Tindakan awal Orde Baru yang membebaskan tokoh-tokoh Masyumi yang sebelumnya ditangkap pada era Soekarno makin memberikan harapan besar, bahwa rehabilitasi Masyumi sebagai partai politik yang sah akan segera dilaksanakan. Oleh karena itu, sebuah panitia yang diberi nama Badan Koordinasi Amal Muslimin didirikan untuk mewujudkan harapan itu.
Harapan tinggallah harapan. Masyumi pada akhirnya, tidak pernah hadir kembali di pentas perpolitikan tanah air. Ketakutan-ketakutan era Orde Lama yang dialamatkan kepada Masyumi, berupa ketidaksetiaan mereka terhadap Pancasila dan UUD 1945, terus ditanamkan oleh pemerintah Orde Baru. Bahkan, Angkatan Bersenjata Republik Indonesia menyamakan Masyumi sebagai ekstrim kanan, sebagaimana PKI adalah ekstrim kiri.[20] Tokoh-tokoh Masyumi pun tidak diberi keleluasaan untuk kembali terjun dalam politik praktis dan gerak-geriknya terkesan diawasi.[21]
Parmusi akhirnya dibentuk pemerintah Orde Baru sebagai wadah aspirasi politik umat Islam dan bentuk jawaban pemerintah atas permohonan rehabilitasi Masyumi yang ditolak sebelumnya.[22] Parmusi pada akhirnya, tidaklah merepresentasikan keinginan umat, namun hanya sebagai tangan kanan Orde Baru guna melanggengkan kekuasaan. Parmusi diawasi sangat ketat oleh pemerintah dan ABRI, bahkan hingga urusan rumah tangga partainya sekalipun.

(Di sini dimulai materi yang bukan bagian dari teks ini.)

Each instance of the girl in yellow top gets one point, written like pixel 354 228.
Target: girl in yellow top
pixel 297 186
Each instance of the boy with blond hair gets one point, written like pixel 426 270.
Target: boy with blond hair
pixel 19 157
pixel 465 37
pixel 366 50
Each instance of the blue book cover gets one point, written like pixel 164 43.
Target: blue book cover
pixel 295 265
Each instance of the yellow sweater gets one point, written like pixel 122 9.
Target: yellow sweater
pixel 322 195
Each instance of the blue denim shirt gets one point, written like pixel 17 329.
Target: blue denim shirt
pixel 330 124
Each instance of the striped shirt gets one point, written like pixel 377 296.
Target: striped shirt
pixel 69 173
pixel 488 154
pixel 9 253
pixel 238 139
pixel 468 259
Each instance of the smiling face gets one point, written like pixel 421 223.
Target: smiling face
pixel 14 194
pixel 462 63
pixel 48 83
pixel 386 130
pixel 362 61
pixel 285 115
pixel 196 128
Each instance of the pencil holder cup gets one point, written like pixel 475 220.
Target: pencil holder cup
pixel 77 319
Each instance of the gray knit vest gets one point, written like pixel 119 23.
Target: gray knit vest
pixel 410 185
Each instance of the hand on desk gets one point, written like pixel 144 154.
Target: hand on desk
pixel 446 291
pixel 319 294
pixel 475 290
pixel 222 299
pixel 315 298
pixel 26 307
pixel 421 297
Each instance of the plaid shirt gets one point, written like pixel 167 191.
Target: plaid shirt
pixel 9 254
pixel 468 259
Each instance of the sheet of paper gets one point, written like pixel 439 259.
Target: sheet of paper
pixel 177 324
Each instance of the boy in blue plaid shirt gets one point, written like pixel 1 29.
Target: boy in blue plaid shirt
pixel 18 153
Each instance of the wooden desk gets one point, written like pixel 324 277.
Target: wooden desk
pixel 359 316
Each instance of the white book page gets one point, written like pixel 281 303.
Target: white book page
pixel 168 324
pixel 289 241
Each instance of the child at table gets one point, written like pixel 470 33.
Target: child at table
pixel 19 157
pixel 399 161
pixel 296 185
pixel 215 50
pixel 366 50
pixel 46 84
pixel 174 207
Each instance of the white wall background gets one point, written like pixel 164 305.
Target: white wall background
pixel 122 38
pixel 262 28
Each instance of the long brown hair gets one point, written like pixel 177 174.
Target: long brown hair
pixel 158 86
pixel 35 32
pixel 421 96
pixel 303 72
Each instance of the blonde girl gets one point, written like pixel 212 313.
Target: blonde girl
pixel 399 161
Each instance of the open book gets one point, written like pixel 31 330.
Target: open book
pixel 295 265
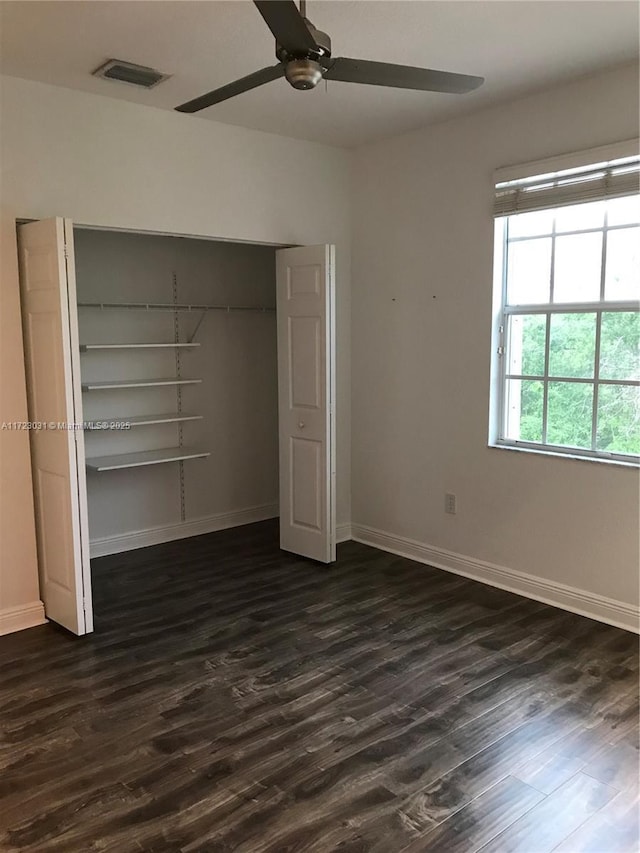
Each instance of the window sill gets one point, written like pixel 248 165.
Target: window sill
pixel 539 451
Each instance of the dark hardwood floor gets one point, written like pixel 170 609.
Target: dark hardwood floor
pixel 235 698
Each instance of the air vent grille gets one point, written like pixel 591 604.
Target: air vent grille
pixel 128 72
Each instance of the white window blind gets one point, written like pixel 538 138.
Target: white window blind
pixel 612 179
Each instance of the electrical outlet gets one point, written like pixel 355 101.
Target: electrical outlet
pixel 450 503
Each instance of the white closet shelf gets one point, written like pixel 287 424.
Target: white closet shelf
pixel 91 347
pixel 145 457
pixel 143 420
pixel 137 383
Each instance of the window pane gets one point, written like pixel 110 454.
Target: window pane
pixel 618 419
pixel 622 280
pixel 623 211
pixel 524 410
pixel 531 224
pixel 620 345
pixel 570 414
pixel 572 345
pixel 579 216
pixel 527 334
pixel 578 264
pixel 529 271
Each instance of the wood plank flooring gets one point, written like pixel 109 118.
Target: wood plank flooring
pixel 236 698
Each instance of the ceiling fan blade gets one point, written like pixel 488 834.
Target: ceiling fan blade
pixel 258 78
pixel 400 76
pixel 287 25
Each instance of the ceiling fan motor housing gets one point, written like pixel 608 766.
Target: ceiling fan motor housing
pixel 305 71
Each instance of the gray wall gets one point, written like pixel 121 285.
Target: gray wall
pixel 421 343
pixel 236 360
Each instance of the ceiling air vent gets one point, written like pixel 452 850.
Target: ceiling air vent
pixel 127 72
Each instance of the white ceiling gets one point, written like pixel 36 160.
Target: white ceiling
pixel 517 45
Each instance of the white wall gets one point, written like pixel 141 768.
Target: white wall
pixel 422 287
pixel 106 162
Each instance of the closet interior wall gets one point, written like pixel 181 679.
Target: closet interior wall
pixel 236 361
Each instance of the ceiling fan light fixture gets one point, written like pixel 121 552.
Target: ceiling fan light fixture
pixel 303 73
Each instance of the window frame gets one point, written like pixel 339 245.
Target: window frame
pixel 506 311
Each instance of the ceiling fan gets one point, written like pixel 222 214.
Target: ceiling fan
pixel 304 58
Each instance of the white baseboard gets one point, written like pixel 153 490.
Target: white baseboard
pixel 343 533
pixel 156 535
pixel 599 607
pixel 24 616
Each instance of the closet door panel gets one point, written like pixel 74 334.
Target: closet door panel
pixel 306 387
pixel 57 449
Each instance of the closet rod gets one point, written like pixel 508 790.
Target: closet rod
pixel 170 306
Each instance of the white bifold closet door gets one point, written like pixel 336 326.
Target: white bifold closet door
pixel 47 282
pixel 306 404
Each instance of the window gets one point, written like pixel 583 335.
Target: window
pixel 568 272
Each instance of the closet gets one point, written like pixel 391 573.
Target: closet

Kebijakan pengekangan politik Islam era Orde Baru mencapai puncaknya ketika diterbitkannya UU No. 3 Tahun 1973 yang berisi tentang penyederhanaan/penggabungan (fusi) sembilan partai politik menjadi dua kelompok partai, yaitu “spiritual-material” (PPP dan PDI) dan satu Golongan Karya (Golkar) pada Pemilu 1977.[23] Setelah itu, muncul aturan yang mencerabut gerakan Islam politik seakar-akarnya, yaitu penetapan UU No. 3 Tahun 1985 yang berisi tentang pemberlakuan asas tunggal Pancasila.[24] Hal ini dapat dimaknai sebagai bentuk deideologisasi yang dilakukan oleh Orde Baru terhadap gerakan-gerakan politik Islam. Pemerintah melihat pada masa itu, PPP (Partai Persatuan Pembangunan) sebagai partai berbasis Islam, masih menganut Pancasila dan Islam sebagai ideologi sekaligus asas yang dianutnya. Maka dari itu, hadirlah kebijakan guna menetapkan Pancasila sebagai ideologi tunggal yang wajib diterima oleh seluruh partai politik dan organisasi massa. Dan yang lebih penting adalah haram hukumnya untuk diduakan, seperti yang diterapkan PPP.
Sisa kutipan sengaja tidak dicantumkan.